With nearly 20 offers on the table, Brown has options and he’s in no hurry to get rid of them. Brown said he plans to narrow the pool to five top schools by the end of the summer. Brown’s first day of his senior year is set for Aug. 7. Brown expects that he won’t make his final decision until the late signing period, in April 2015.
The recent trend of star athletes, especially basketball players, transferring hasn’t lessened the current pressure on Brown to make a choice.
“It makes me question if they chose the right school from the get-go. It’s a really big decision when you come to decide on a college and there’s a lot of time and effort that you put into making that decision so hopefully I make the right decision,” Brown said. “It shows, when people transfer, that maybe they didn’t choose the right school or maybe things weren’t working out the way they expected them to so they transfer.”
“If you end up somewhere else, it’s not the end of the road. If you choose the wrong school, god willing I don’t choose the wrong school, it’s not the end of the world.”
Brown said he’s open to the possibility of even leaving whichever school he ends up at early for the NBA draft, much to his mother’s dismay.
“I feel if the opportunity is given to me I feel like I would take that chance and take that risk,” Brown said. “But I had to stay in college for four years and get my degree that’s just as equal, it’s just as important.”
For now, Brown is focused on his senior season and staying in shape. The 6-foot-6 small forward has an unexpected routine that he believes gives him and edge on the court: hot yoga.
“I needed to get more flexible because I was not flexible at all, and then once I broke my ankle my sophomore year, I was having mobility problems,” Brown said. “I needed to be more fluid on the court, more agile on the court, so I started taking yoga. It’s really helped my athleticism, my core. I got stronger. My body fat lowered. That’s my biggest helper.”
Brown visits Bikram Yoga Marietta at least twice a week to sweat it out and stretch it out. Brown admits he’s not the typical yoga enthusiast.

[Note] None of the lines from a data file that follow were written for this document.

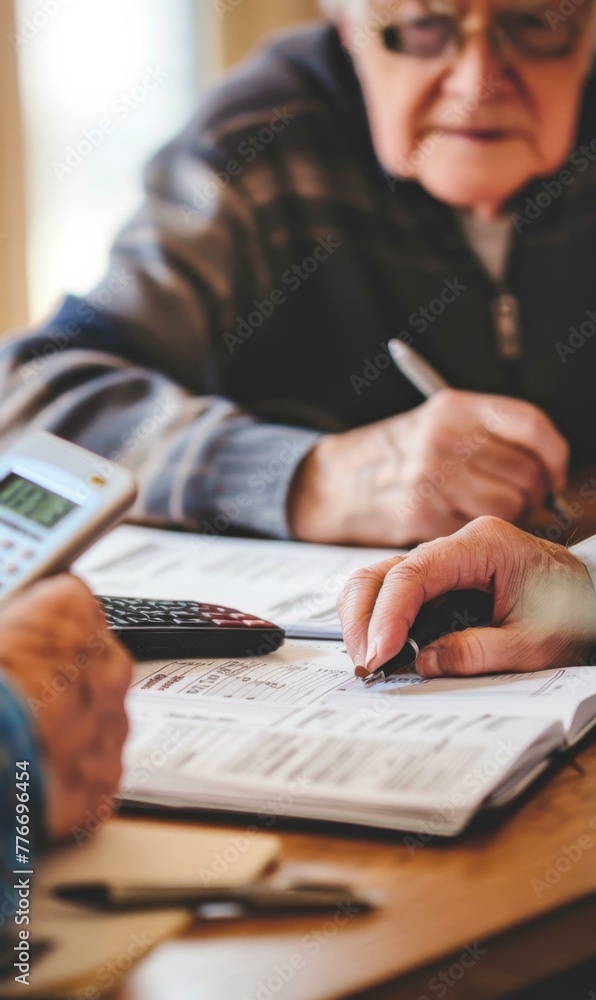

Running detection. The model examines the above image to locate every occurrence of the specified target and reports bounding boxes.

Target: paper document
[121,640,596,835]
[74,525,397,639]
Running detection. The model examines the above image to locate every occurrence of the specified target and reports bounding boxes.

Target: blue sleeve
[0,669,43,937]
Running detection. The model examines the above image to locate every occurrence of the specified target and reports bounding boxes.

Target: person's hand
[0,576,131,837]
[288,389,569,547]
[338,517,596,677]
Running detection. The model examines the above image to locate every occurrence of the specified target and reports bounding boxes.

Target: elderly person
[338,517,596,678]
[0,0,596,545]
[0,576,131,940]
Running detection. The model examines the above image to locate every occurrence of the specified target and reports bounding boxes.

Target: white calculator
[0,431,137,603]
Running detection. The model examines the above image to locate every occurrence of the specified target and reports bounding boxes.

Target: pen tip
[364,670,387,687]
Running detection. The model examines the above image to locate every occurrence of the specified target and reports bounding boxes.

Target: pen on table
[387,338,569,516]
[356,590,493,687]
[54,882,378,913]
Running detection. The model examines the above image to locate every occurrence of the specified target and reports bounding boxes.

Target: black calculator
[97,597,285,660]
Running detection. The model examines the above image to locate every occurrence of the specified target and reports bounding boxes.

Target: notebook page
[121,709,562,835]
[336,666,596,740]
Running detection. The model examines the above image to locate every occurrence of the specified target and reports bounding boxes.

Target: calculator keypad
[0,527,37,593]
[98,597,276,629]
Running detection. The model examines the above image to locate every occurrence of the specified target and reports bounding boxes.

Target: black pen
[54,882,378,913]
[356,590,493,687]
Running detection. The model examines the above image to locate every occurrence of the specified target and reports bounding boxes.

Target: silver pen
[387,338,569,517]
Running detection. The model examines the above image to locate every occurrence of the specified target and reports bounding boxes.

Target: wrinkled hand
[338,517,596,677]
[289,389,569,547]
[0,576,131,837]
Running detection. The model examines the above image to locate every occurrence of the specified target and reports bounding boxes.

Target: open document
[75,525,396,639]
[121,641,596,836]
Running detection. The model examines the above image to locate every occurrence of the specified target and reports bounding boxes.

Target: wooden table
[110,739,596,1000]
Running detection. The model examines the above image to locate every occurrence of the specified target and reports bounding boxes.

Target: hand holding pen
[387,339,567,515]
[289,342,569,547]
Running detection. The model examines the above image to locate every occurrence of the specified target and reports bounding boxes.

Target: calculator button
[212,618,249,628]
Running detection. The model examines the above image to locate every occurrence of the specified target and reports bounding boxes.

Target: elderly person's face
[340,0,593,215]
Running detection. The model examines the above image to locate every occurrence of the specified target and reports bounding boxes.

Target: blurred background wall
[0,0,318,334]
[220,0,319,66]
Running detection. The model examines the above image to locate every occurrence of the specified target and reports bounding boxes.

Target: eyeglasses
[379,7,581,59]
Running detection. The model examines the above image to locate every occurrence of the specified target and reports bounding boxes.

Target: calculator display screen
[0,472,78,528]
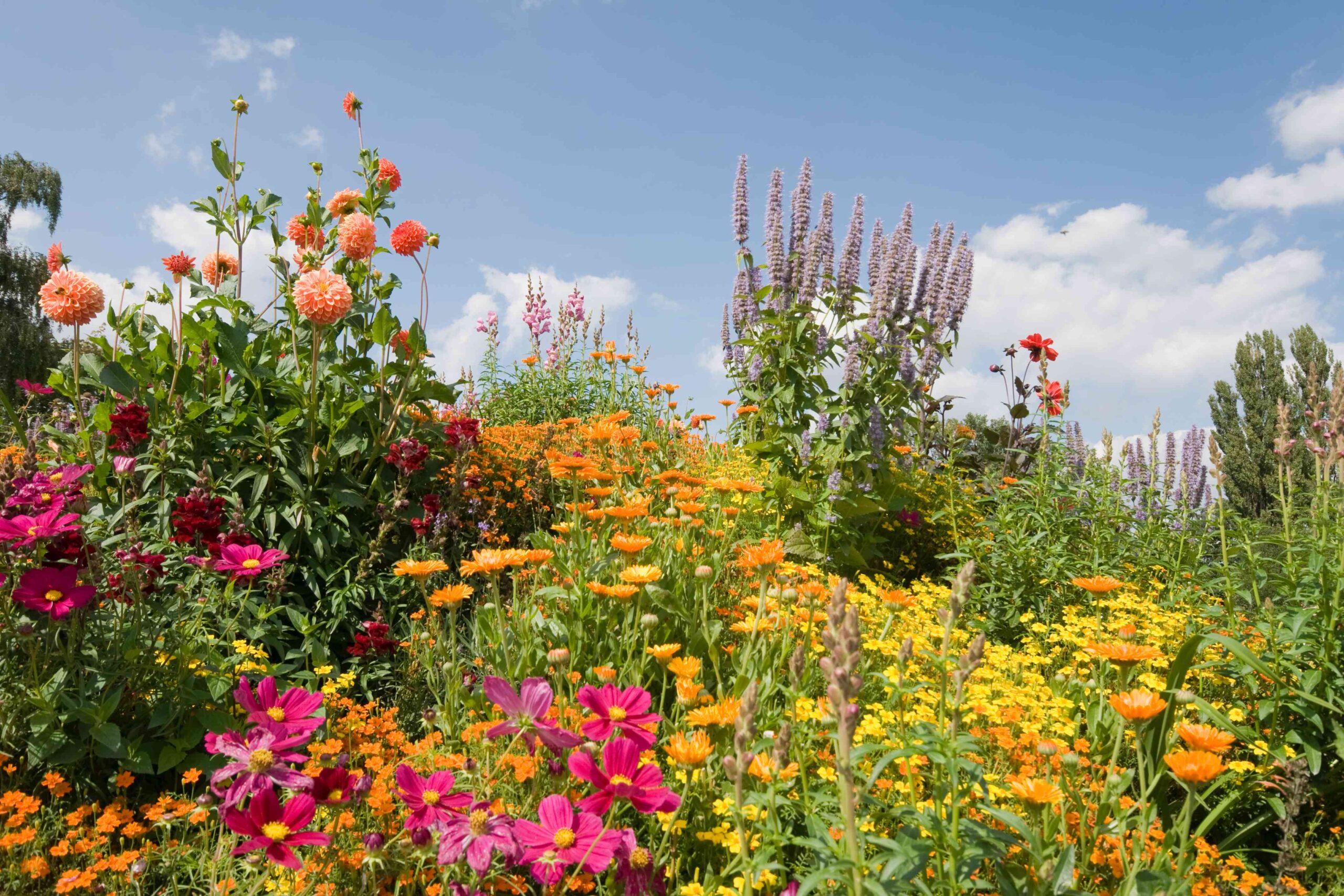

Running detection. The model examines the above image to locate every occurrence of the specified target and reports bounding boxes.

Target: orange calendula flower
[738,539,783,572]
[612,532,653,553]
[427,583,473,610]
[1073,575,1125,594]
[393,560,447,583]
[1162,750,1227,785]
[1176,721,1236,752]
[621,565,663,584]
[663,731,713,768]
[1087,641,1162,669]
[645,644,681,662]
[1110,689,1167,721]
[1008,778,1065,806]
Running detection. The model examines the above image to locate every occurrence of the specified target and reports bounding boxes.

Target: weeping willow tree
[0,153,60,398]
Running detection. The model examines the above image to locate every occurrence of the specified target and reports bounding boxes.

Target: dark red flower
[1017,333,1059,363]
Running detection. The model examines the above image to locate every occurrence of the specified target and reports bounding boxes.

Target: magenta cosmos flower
[234,676,326,735]
[513,794,621,887]
[14,567,97,619]
[206,728,313,807]
[578,684,663,750]
[0,500,79,548]
[396,763,472,830]
[438,800,523,876]
[225,787,332,870]
[214,544,289,579]
[570,737,681,815]
[484,676,579,756]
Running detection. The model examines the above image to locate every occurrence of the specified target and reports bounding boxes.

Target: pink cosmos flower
[215,544,289,579]
[234,679,326,736]
[438,800,523,876]
[513,794,621,887]
[225,787,332,870]
[206,727,313,807]
[396,763,472,830]
[484,676,579,756]
[0,498,81,548]
[336,211,377,262]
[14,565,97,619]
[578,684,663,750]
[570,737,681,815]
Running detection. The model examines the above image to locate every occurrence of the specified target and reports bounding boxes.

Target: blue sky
[0,0,1344,438]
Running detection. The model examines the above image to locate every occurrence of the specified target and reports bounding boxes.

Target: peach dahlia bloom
[295,267,353,326]
[38,270,103,326]
[200,252,238,286]
[336,212,377,262]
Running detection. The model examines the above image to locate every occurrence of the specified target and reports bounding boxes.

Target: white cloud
[429,265,637,376]
[1207,148,1344,214]
[206,28,251,62]
[1236,222,1278,258]
[1269,81,1344,159]
[290,125,322,151]
[261,38,297,59]
[962,204,1329,422]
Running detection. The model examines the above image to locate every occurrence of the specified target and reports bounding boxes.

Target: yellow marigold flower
[393,560,447,583]
[429,583,473,610]
[1110,689,1167,721]
[1162,750,1227,785]
[621,565,663,584]
[663,731,713,768]
[1087,642,1162,669]
[612,532,653,553]
[645,644,681,662]
[1073,575,1125,594]
[1008,778,1065,806]
[738,539,783,572]
[1176,721,1236,752]
[668,657,700,678]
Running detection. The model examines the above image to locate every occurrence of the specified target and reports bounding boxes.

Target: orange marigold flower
[621,565,663,584]
[393,560,449,583]
[1073,575,1125,594]
[612,532,653,553]
[663,731,713,768]
[738,539,783,571]
[1110,688,1167,721]
[1008,778,1065,806]
[1176,721,1236,752]
[1087,641,1162,669]
[427,583,473,610]
[1162,750,1227,785]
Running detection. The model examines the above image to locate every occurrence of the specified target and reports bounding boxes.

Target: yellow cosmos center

“I stick out like a sore thumb,” Brown said. “The instructor is pretty cool. Because she knows I’m probably one of the least flexible people there, so she helps me out.”

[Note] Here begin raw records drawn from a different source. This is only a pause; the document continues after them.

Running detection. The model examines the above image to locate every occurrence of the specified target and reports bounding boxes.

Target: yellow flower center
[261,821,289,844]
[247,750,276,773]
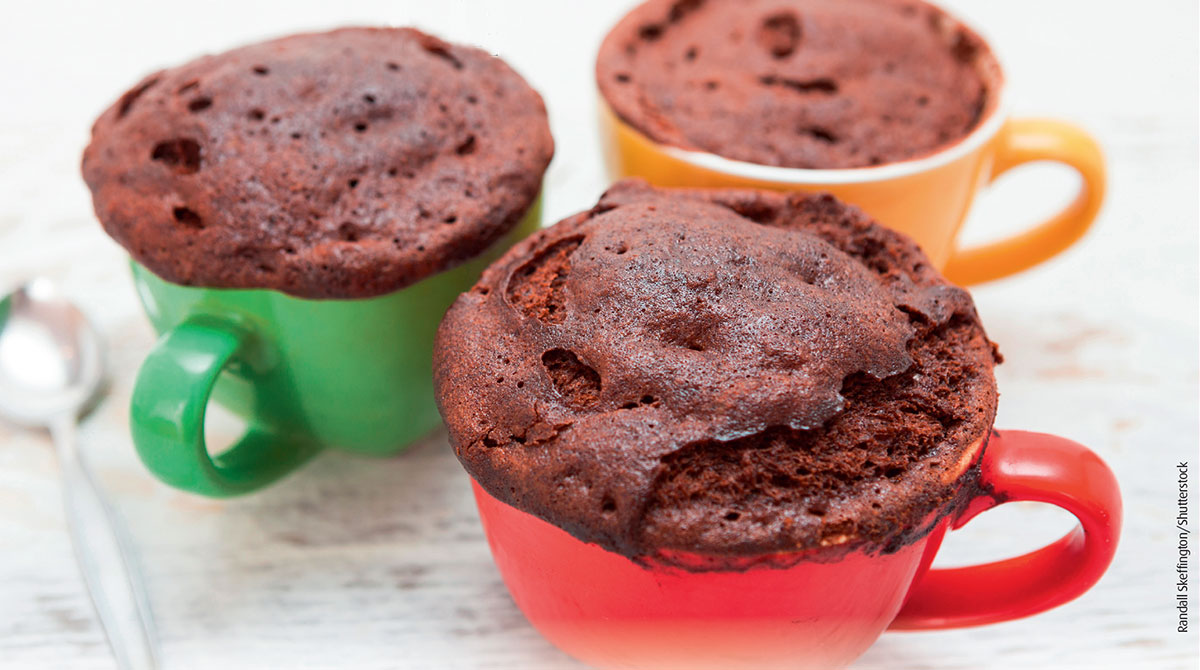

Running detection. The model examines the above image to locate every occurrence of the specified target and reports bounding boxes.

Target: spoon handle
[50,417,158,670]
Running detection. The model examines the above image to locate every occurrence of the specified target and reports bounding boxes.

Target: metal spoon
[0,280,158,670]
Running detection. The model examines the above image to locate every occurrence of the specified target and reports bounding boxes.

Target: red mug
[472,430,1121,670]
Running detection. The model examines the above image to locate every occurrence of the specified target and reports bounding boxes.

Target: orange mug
[600,74,1105,285]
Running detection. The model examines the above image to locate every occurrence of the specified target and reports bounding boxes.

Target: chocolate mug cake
[83,28,554,496]
[434,181,1121,670]
[595,0,1000,168]
[83,28,554,299]
[434,181,1000,557]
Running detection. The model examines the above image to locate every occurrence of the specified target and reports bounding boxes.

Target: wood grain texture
[0,0,1200,670]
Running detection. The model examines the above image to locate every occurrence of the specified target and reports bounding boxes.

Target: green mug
[130,198,541,497]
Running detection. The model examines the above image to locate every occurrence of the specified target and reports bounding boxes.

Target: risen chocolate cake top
[596,0,1000,168]
[434,181,996,556]
[83,28,553,298]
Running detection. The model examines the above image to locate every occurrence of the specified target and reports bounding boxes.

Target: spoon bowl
[0,280,157,670]
[0,280,104,427]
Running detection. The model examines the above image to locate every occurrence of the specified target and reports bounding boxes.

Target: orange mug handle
[944,119,1108,285]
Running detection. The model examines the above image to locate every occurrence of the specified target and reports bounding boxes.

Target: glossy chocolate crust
[596,0,1001,168]
[434,181,998,556]
[83,28,554,298]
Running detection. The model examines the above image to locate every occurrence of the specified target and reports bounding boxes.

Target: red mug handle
[890,430,1121,630]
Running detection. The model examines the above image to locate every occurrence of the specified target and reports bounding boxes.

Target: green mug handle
[130,317,320,498]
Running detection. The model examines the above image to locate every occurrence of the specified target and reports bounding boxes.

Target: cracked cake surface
[595,0,1001,168]
[83,28,553,298]
[434,180,998,556]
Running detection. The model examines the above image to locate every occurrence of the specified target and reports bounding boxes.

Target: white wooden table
[0,0,1198,670]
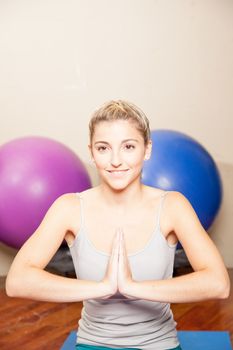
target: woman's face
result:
[89,120,151,189]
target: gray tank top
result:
[69,192,179,350]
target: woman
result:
[6,100,230,350]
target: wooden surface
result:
[0,269,233,350]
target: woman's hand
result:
[102,232,120,299]
[118,229,135,298]
[102,229,133,299]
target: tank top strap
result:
[156,191,168,227]
[76,192,84,227]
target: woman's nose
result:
[111,153,122,167]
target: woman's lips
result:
[107,169,129,177]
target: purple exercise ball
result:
[0,137,91,248]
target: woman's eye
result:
[97,146,107,152]
[125,145,135,149]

Going head to head with his favorite professional player, Kevin Durant, at his camp has been his favorite part of the summer so far, Brown said.
“We were competing. I was trying to go at him. I was targeting him. And he knew it. … He targeted me,” Brown said. “We were going at each other, it was great. I would say I won and I think more people would agree that I won.”

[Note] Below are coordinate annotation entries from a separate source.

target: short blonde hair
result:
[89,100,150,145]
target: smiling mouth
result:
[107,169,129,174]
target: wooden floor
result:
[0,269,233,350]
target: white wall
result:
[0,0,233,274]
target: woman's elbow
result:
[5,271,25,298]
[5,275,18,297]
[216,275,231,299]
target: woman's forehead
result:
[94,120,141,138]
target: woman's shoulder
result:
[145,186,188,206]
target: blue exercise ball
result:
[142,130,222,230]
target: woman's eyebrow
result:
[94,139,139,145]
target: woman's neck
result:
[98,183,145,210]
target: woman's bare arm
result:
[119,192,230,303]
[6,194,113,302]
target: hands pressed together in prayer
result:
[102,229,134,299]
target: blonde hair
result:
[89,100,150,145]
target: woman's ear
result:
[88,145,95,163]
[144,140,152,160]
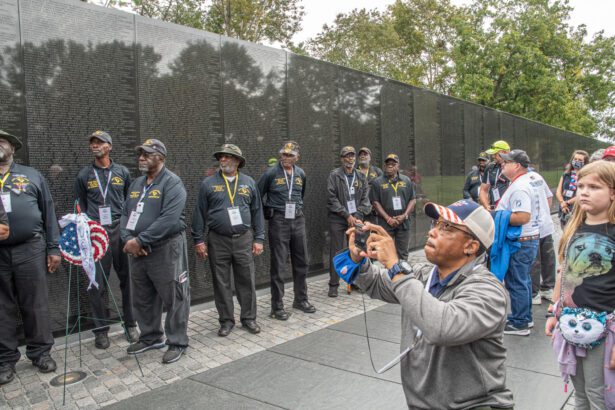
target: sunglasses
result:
[431,218,478,240]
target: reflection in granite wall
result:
[0,0,601,331]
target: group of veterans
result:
[0,130,415,384]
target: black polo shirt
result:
[369,174,414,230]
[192,170,265,245]
[0,163,60,251]
[75,161,131,221]
[120,167,186,248]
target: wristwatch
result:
[388,259,414,279]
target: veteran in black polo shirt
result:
[120,139,190,364]
[258,141,316,320]
[370,154,416,260]
[192,144,265,337]
[0,130,61,384]
[75,130,139,349]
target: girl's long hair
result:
[558,161,615,262]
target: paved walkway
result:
[0,216,572,409]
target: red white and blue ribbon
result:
[59,213,109,290]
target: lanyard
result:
[344,171,357,197]
[137,182,154,204]
[0,172,11,192]
[389,176,399,196]
[282,166,294,201]
[222,172,239,206]
[94,169,113,204]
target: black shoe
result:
[126,326,139,343]
[241,320,261,335]
[270,308,290,320]
[293,300,316,313]
[0,364,15,384]
[94,333,111,350]
[126,341,165,354]
[218,322,235,337]
[162,346,186,364]
[32,352,58,373]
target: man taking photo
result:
[336,200,513,409]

In the heat of the in-game trash talking Durant told Brown: “I know we’re competing but just stay humble.”
“I wanted him to prove to me why he’s the MVP and he did,” Brown said.
Unlike most top recruits, Brown claims he's not very active on social media, but recently he's seemed to find some fame online—especially on Twitter. On July 5, Jamie Foxx tweeted at Brown. Foxx's tweet said: "Shoutout to Jaylen Brown @FCHWPO, hands down one of the best young ballers in the country, good luck young man."
With about 2,600 followers, Brown is by no means a Twitter king, but he does tweet almost daily — even during his travels. Brown's Twitter handle, @FCHWPO, is unique from most, and it's very meaningful to Brown. It's his life motto: faith, consistency and hard work pay off.
For Brown, the payoff has only begun.